Musique et paroles : faut-il les certifier séparément ?

Une chanson combine souvent deux apports protégés distinctement : la composition musicale et le texte des paroles, qui peuvent émaner d'auteurs différents. Sur le plan probatoire, deux stratégies sont possibles. Si la musique et les paroles ont des auteurs distincts, ou si chacun souhaite pouvoir prouver sa contribution indépendamment, horodatez-les dans des fichiers séparés : chaque créateur dispose alors d'un certificat à son seul nom. Si l'œuvre est portée par un même auteur ou un duo stable, une partition complète intégrant musique et paroles peut être certifiée en un seul fichier, plus simple à gérer. Dans les deux cas, l'horodatage se combine naturellement avec une stratégie plus large de protection : on peut, selon la même logique, comparer horodatage et dépôt Soleau ou élargir la démarche à toute œuvre de création. L'essentiel est de dater chaque contribution avant qu'elle ne circule, et de réhorodater à chaque révision significative de l'arrangement.

Faut-il être inscrit à une société d'auteurs pour certifier une partition ?

Non. L'horodatage est indépendant de toute adhésion. Il vous donne une preuve d'antériorité datée, que vous soyez ou non membre d'une société de gestion des droits, et reste utile en complément de celle-ci.

Puis-je certifier un fichier MusicXML ou un export de logiciel de notation ?

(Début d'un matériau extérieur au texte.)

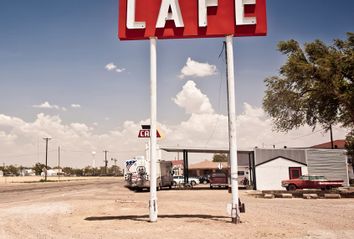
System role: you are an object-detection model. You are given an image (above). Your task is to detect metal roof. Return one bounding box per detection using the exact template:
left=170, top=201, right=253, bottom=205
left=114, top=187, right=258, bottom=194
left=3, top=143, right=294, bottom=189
left=160, top=146, right=253, bottom=154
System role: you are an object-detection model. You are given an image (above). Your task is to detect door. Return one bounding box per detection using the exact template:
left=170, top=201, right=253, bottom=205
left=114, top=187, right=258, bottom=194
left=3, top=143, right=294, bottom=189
left=289, top=167, right=302, bottom=179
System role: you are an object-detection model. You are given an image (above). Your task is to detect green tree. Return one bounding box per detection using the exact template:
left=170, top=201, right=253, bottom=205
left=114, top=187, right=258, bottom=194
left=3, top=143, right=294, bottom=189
left=345, top=130, right=354, bottom=170
left=263, top=33, right=354, bottom=132
left=213, top=154, right=228, bottom=162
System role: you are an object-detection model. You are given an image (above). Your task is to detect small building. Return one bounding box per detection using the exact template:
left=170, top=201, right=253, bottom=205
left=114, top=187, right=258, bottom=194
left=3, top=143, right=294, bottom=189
left=255, top=148, right=349, bottom=190
left=20, top=168, right=36, bottom=176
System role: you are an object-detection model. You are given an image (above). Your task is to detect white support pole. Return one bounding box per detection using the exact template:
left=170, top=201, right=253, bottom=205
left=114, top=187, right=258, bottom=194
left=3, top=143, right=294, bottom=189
left=226, top=35, right=240, bottom=223
left=149, top=37, right=157, bottom=222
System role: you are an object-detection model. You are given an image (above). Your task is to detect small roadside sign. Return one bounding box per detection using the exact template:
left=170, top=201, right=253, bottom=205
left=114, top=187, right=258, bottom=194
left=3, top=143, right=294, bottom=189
left=138, top=125, right=161, bottom=138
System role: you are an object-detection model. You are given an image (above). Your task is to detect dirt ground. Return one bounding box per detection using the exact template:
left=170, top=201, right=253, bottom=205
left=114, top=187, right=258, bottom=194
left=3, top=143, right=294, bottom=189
left=0, top=178, right=354, bottom=239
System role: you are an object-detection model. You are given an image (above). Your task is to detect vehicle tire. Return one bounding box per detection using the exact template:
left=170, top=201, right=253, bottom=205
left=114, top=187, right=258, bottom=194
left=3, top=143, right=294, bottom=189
left=288, top=184, right=296, bottom=191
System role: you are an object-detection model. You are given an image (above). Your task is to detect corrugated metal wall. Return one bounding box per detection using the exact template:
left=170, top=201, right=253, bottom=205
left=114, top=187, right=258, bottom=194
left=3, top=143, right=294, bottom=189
left=306, top=149, right=349, bottom=186
left=255, top=148, right=306, bottom=165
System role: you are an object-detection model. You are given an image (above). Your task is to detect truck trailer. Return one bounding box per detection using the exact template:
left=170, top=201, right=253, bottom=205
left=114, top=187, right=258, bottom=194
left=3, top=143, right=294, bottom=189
left=125, top=156, right=173, bottom=191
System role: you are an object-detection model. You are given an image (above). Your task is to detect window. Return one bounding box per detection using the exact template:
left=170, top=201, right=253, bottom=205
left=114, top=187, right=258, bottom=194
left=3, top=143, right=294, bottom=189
left=237, top=171, right=245, bottom=176
left=289, top=167, right=302, bottom=179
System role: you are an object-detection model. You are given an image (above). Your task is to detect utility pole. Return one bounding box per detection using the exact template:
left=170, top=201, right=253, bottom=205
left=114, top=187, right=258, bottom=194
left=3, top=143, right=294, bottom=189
left=43, top=137, right=51, bottom=181
left=111, top=158, right=118, bottom=176
left=57, top=146, right=61, bottom=181
left=103, top=150, right=108, bottom=175
left=225, top=35, right=240, bottom=224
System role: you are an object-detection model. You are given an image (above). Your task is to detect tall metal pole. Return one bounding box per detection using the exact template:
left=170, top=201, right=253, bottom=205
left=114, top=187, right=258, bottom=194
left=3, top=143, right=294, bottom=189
left=103, top=150, right=108, bottom=175
left=58, top=146, right=61, bottom=181
left=226, top=35, right=240, bottom=223
left=43, top=138, right=50, bottom=181
left=149, top=37, right=157, bottom=222
left=329, top=125, right=334, bottom=149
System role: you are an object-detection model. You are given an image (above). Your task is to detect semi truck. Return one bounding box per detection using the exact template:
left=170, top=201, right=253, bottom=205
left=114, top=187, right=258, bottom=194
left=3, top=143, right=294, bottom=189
left=125, top=156, right=173, bottom=191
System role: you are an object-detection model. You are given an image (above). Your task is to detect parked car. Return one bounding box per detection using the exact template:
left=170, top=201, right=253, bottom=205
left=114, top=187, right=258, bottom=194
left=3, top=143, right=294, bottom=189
left=281, top=175, right=344, bottom=191
left=198, top=174, right=210, bottom=184
left=209, top=173, right=229, bottom=188
left=172, top=176, right=200, bottom=186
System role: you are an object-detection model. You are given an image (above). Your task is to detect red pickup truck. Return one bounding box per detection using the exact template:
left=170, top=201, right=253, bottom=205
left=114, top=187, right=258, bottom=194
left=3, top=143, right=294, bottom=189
left=281, top=175, right=344, bottom=191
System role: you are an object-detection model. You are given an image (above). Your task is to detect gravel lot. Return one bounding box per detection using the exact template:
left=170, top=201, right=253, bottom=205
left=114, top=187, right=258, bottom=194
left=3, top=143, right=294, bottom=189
left=0, top=178, right=354, bottom=239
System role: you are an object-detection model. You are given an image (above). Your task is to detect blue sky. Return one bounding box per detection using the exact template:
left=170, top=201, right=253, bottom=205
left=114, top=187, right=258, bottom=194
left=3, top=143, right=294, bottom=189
left=0, top=0, right=354, bottom=168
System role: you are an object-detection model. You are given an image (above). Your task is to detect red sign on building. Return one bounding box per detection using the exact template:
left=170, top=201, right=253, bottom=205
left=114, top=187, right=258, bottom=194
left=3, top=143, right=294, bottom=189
left=138, top=129, right=161, bottom=138
left=118, top=0, right=267, bottom=40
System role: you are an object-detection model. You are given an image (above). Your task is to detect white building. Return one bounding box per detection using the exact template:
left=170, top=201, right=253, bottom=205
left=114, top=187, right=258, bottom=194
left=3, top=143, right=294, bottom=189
left=255, top=149, right=349, bottom=190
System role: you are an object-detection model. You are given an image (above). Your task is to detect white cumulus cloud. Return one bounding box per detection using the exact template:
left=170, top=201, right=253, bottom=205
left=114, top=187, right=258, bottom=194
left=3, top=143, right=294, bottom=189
left=173, top=81, right=214, bottom=114
left=71, top=104, right=81, bottom=108
left=32, top=101, right=67, bottom=111
left=105, top=62, right=125, bottom=73
left=0, top=81, right=347, bottom=167
left=179, top=57, right=217, bottom=79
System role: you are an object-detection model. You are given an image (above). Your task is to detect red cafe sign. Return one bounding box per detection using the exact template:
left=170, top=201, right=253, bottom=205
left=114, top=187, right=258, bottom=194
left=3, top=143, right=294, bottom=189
left=118, top=0, right=267, bottom=40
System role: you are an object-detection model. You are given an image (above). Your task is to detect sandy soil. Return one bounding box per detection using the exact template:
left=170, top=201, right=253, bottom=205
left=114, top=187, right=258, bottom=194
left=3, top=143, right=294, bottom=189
left=0, top=178, right=354, bottom=239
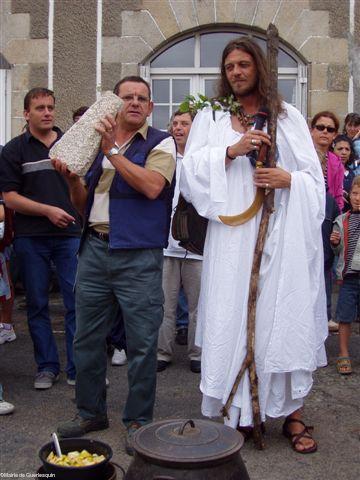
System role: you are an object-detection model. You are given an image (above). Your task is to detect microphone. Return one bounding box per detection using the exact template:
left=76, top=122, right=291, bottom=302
left=246, top=107, right=270, bottom=167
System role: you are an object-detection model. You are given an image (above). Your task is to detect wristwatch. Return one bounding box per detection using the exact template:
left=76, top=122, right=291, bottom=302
left=106, top=147, right=120, bottom=158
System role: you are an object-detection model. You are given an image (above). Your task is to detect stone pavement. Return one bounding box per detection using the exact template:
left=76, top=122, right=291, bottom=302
left=0, top=297, right=360, bottom=480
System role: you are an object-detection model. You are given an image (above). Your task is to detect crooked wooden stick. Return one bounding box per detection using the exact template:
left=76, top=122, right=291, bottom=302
left=222, top=24, right=279, bottom=450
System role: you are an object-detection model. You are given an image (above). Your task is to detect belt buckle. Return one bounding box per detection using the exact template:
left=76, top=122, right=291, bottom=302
left=98, top=232, right=109, bottom=242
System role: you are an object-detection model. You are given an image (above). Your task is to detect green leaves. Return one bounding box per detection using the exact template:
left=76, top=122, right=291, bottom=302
left=179, top=93, right=242, bottom=115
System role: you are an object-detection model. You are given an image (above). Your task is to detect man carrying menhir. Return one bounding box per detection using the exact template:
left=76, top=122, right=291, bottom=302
left=180, top=37, right=327, bottom=453
left=54, top=76, right=176, bottom=454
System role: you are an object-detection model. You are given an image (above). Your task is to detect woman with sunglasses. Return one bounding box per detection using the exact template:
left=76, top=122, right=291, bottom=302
left=344, top=113, right=360, bottom=175
left=310, top=111, right=344, bottom=332
left=310, top=111, right=344, bottom=212
left=332, top=135, right=355, bottom=212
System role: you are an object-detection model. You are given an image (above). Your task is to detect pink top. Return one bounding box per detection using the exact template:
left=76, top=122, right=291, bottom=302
left=327, top=152, right=345, bottom=212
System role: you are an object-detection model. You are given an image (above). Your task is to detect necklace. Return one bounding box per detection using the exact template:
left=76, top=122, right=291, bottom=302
left=235, top=106, right=256, bottom=130
left=179, top=94, right=256, bottom=130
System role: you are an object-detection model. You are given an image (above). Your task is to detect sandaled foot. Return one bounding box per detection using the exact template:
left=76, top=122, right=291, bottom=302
left=283, top=417, right=317, bottom=453
left=336, top=357, right=352, bottom=375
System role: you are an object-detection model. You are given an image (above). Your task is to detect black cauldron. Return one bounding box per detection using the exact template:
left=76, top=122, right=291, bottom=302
left=39, top=438, right=112, bottom=480
left=125, top=420, right=249, bottom=480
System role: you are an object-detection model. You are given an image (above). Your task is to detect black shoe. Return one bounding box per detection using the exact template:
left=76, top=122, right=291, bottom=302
left=190, top=360, right=201, bottom=373
left=57, top=414, right=109, bottom=438
left=156, top=360, right=170, bottom=372
left=175, top=327, right=187, bottom=345
left=125, top=422, right=142, bottom=457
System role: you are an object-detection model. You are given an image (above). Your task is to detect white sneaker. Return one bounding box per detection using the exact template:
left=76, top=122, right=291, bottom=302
left=0, top=323, right=16, bottom=345
left=111, top=348, right=127, bottom=365
left=328, top=320, right=339, bottom=332
left=0, top=400, right=15, bottom=415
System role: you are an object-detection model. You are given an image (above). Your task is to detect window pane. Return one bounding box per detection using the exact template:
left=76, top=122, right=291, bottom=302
left=152, top=105, right=170, bottom=130
left=152, top=80, right=170, bottom=103
left=205, top=78, right=217, bottom=98
left=173, top=79, right=190, bottom=103
left=278, top=48, right=298, bottom=68
left=200, top=33, right=239, bottom=67
left=150, top=37, right=195, bottom=67
left=171, top=103, right=180, bottom=115
left=278, top=79, right=296, bottom=105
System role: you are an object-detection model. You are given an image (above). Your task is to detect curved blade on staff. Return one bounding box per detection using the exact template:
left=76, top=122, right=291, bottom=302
left=219, top=187, right=265, bottom=227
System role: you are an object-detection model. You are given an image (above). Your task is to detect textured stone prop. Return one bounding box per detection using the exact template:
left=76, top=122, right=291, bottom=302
left=49, top=92, right=123, bottom=176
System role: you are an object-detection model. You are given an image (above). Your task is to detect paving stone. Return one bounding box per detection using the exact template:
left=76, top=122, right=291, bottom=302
left=235, top=0, right=258, bottom=26
left=121, top=11, right=165, bottom=48
left=215, top=0, right=237, bottom=23
left=299, top=37, right=348, bottom=65
left=4, top=39, right=48, bottom=64
left=194, top=0, right=215, bottom=25
left=286, top=10, right=329, bottom=48
left=142, top=0, right=179, bottom=38
left=275, top=0, right=309, bottom=40
left=327, top=63, right=349, bottom=92
left=102, top=37, right=152, bottom=63
left=169, top=0, right=199, bottom=30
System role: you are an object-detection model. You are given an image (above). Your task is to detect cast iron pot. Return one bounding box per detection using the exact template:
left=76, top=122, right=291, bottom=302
left=39, top=438, right=112, bottom=480
left=125, top=420, right=249, bottom=480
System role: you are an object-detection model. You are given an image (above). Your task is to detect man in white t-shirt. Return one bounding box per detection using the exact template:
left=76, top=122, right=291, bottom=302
left=157, top=111, right=202, bottom=373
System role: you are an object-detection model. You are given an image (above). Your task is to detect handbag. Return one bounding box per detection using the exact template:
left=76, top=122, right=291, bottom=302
left=171, top=194, right=208, bottom=255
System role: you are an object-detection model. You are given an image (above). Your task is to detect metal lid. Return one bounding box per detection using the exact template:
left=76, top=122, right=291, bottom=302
left=134, top=420, right=244, bottom=466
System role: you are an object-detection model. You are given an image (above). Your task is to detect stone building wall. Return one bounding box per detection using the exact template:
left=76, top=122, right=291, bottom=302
left=0, top=0, right=360, bottom=135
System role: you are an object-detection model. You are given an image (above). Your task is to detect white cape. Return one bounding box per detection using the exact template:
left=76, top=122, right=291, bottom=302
left=180, top=104, right=328, bottom=427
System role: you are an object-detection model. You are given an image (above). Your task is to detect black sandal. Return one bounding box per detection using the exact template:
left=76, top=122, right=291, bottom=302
left=283, top=418, right=317, bottom=454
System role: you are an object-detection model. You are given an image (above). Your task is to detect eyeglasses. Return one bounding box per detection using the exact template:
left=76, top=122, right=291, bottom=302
left=120, top=95, right=149, bottom=104
left=314, top=125, right=336, bottom=133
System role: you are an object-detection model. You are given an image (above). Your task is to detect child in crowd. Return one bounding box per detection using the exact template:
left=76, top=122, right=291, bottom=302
left=0, top=200, right=16, bottom=345
left=0, top=200, right=16, bottom=415
left=330, top=176, right=360, bottom=375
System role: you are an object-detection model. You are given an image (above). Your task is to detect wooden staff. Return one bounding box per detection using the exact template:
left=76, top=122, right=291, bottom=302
left=222, top=23, right=279, bottom=450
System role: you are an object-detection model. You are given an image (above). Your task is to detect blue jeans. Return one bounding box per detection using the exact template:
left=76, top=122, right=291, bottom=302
left=336, top=275, right=360, bottom=323
left=14, top=236, right=79, bottom=378
left=74, top=233, right=164, bottom=426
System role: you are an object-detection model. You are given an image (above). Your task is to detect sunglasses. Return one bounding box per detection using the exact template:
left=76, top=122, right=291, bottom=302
left=314, top=125, right=336, bottom=133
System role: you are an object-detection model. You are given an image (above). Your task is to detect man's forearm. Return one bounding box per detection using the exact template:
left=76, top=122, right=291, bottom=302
left=68, top=179, right=87, bottom=215
left=3, top=191, right=50, bottom=217
left=110, top=154, right=166, bottom=200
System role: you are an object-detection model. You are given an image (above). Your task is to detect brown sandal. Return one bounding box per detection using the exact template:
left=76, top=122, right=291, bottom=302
left=283, top=418, right=317, bottom=453
left=336, top=357, right=352, bottom=375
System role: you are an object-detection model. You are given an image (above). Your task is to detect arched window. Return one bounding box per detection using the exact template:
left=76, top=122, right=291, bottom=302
left=141, top=29, right=307, bottom=129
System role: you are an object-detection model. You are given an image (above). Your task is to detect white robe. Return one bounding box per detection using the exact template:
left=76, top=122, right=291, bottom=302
left=180, top=104, right=328, bottom=428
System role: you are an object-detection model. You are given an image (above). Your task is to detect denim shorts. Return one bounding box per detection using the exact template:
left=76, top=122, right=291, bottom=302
left=336, top=274, right=360, bottom=323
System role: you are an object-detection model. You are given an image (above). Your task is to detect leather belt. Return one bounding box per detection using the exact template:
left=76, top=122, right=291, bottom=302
left=88, top=227, right=110, bottom=242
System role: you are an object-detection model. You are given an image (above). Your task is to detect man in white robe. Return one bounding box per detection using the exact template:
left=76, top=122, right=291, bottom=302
left=180, top=37, right=327, bottom=453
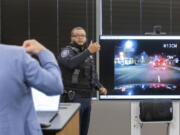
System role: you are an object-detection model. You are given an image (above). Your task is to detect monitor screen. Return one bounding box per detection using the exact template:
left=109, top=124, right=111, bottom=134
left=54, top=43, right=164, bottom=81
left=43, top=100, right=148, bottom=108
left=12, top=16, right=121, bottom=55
left=31, top=88, right=60, bottom=112
left=99, top=36, right=180, bottom=99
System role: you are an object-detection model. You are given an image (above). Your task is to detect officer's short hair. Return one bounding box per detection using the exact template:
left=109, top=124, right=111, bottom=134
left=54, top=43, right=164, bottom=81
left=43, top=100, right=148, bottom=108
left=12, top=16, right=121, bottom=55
left=71, top=27, right=86, bottom=36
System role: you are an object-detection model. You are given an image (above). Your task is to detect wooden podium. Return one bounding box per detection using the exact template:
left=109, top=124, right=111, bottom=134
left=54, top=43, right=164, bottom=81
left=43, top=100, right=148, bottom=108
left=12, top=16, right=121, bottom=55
left=56, top=111, right=79, bottom=135
left=42, top=103, right=80, bottom=135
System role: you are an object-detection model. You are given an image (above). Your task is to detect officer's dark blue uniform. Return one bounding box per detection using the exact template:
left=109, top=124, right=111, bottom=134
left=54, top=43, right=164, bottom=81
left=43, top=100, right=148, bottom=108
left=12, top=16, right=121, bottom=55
left=58, top=43, right=103, bottom=135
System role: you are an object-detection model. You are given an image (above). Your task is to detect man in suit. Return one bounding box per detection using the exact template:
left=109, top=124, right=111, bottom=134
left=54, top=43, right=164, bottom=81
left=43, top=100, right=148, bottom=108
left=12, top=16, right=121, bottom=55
left=0, top=40, right=63, bottom=135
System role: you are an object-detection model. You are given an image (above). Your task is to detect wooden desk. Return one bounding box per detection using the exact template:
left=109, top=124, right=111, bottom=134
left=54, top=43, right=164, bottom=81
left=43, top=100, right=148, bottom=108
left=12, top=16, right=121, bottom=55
left=42, top=103, right=80, bottom=135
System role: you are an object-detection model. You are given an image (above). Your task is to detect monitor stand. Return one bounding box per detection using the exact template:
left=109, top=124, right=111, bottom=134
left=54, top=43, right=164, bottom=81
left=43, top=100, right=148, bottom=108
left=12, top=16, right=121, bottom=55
left=131, top=101, right=180, bottom=135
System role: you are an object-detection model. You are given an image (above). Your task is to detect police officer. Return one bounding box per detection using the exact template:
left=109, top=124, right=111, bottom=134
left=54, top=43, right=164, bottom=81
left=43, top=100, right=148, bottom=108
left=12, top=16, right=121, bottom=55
left=58, top=27, right=107, bottom=135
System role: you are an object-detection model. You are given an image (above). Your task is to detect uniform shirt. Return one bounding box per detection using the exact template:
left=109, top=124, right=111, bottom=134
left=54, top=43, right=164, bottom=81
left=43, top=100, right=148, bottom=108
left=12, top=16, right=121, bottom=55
left=58, top=43, right=103, bottom=96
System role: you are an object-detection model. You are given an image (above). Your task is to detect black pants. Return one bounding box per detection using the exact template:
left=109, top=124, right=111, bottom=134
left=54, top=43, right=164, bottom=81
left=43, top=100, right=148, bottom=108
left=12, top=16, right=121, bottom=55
left=73, top=98, right=91, bottom=135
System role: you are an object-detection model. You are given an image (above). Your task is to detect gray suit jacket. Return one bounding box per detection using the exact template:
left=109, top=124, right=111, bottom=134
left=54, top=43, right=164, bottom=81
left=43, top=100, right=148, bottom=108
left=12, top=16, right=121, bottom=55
left=0, top=45, right=63, bottom=135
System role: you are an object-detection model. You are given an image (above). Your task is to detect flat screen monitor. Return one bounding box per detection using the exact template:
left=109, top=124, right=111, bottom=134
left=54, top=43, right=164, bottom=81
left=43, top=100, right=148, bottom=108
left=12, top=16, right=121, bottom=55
left=99, top=36, right=180, bottom=100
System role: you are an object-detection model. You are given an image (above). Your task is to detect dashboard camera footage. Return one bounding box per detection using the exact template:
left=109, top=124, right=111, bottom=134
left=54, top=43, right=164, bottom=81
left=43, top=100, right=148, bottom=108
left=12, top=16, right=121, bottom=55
left=99, top=36, right=180, bottom=100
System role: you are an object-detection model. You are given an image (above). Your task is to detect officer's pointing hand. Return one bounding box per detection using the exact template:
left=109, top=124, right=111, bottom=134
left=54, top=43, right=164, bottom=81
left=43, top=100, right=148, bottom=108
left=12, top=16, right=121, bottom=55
left=99, top=87, right=107, bottom=95
left=88, top=41, right=100, bottom=53
left=23, top=39, right=46, bottom=54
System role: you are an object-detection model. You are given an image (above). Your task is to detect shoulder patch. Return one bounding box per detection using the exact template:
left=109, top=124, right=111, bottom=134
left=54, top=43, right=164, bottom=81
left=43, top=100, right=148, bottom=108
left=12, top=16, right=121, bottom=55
left=61, top=49, right=69, bottom=58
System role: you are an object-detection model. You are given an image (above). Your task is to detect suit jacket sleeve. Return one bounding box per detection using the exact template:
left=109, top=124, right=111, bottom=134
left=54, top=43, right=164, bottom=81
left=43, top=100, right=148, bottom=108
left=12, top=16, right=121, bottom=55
left=23, top=50, right=64, bottom=95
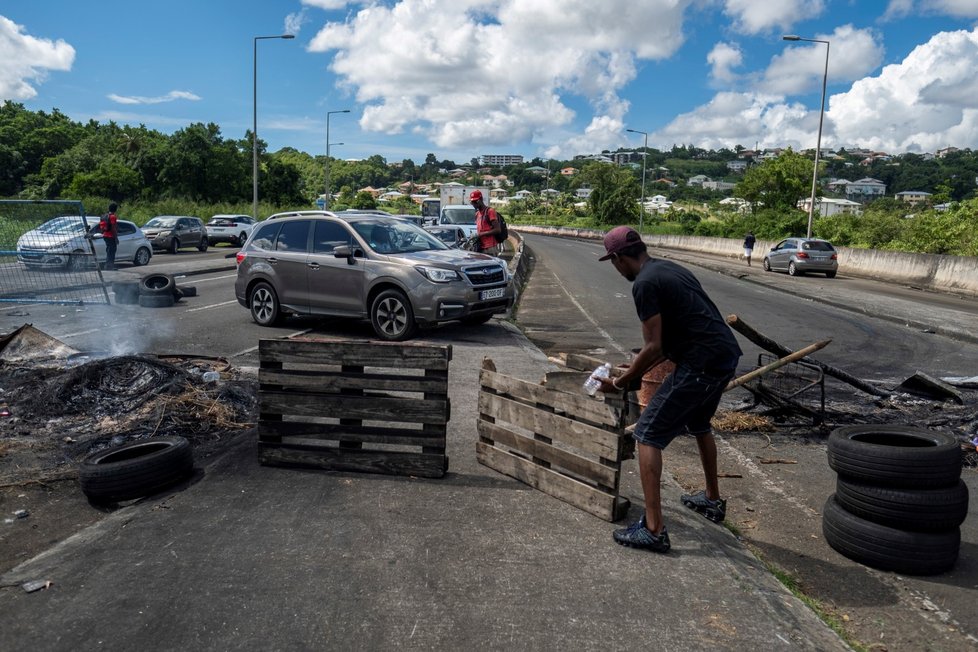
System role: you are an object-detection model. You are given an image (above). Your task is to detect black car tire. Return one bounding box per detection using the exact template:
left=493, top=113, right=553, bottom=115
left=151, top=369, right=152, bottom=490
left=370, top=289, right=418, bottom=342
left=139, top=290, right=176, bottom=308
left=248, top=282, right=281, bottom=326
left=132, top=247, right=153, bottom=267
left=835, top=478, right=968, bottom=532
left=78, top=437, right=194, bottom=503
left=828, top=425, right=961, bottom=489
left=139, top=274, right=173, bottom=295
left=112, top=281, right=139, bottom=305
left=822, top=494, right=961, bottom=575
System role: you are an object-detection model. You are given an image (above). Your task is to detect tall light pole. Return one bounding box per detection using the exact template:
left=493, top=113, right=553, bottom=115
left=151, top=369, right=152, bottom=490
left=781, top=34, right=831, bottom=238
left=625, top=129, right=649, bottom=233
left=323, top=109, right=350, bottom=208
left=251, top=34, right=295, bottom=220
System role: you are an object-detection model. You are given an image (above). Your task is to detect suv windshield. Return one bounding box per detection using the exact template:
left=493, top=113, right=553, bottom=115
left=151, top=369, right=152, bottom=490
left=351, top=219, right=448, bottom=254
left=441, top=206, right=475, bottom=224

Oui. Certifiles calcule l'empreinte SHA-256 de tout format, PDF, MusicXML ou export natif. Le fichier n'est jamais ouvert ni stocké : votre composition reste strictement confidentielle.

L'horodatage protège-t-il ma mélodie contre la reprise ?

Il ne l'empêche pas, mais il fournit la preuve d'antériorité indispensable pour agir en cas de reprise non autorisée. C'est ce qui vous permet de démontrer que votre composition existait avant l'œuvre contestée.

Dois-je certifier séparément la musique et les paroles ?

Si la musique et les paroles ont des auteurs différents ou doivent être protégées distinctement, il peut être pertinent de les horodater séparément. Sinon, une partition complète intégrant les deux peut être certifiée en un seul fichier.

Que se passe-t-il si je révise l'arrangement plus tard ?

Toute modification change l'empreinte SHA-256 et ne correspond plus au jeton initial. Réhorodatez chaque version aboutie de la partition pour conserver une chronologie datée de votre travail de composition.

Un horodatage suffit-il en cas de procès pour plagiat musical ?

C'est un élément de preuve technique fort, mais le juge apprécie l'ensemble du dossier. L'horodatage établit objectivement la date et l'intégrité de votre partition ; il s'ajoute aux autres indices (témoignages, maquettes, dépôts) pour étayer votre antériorité.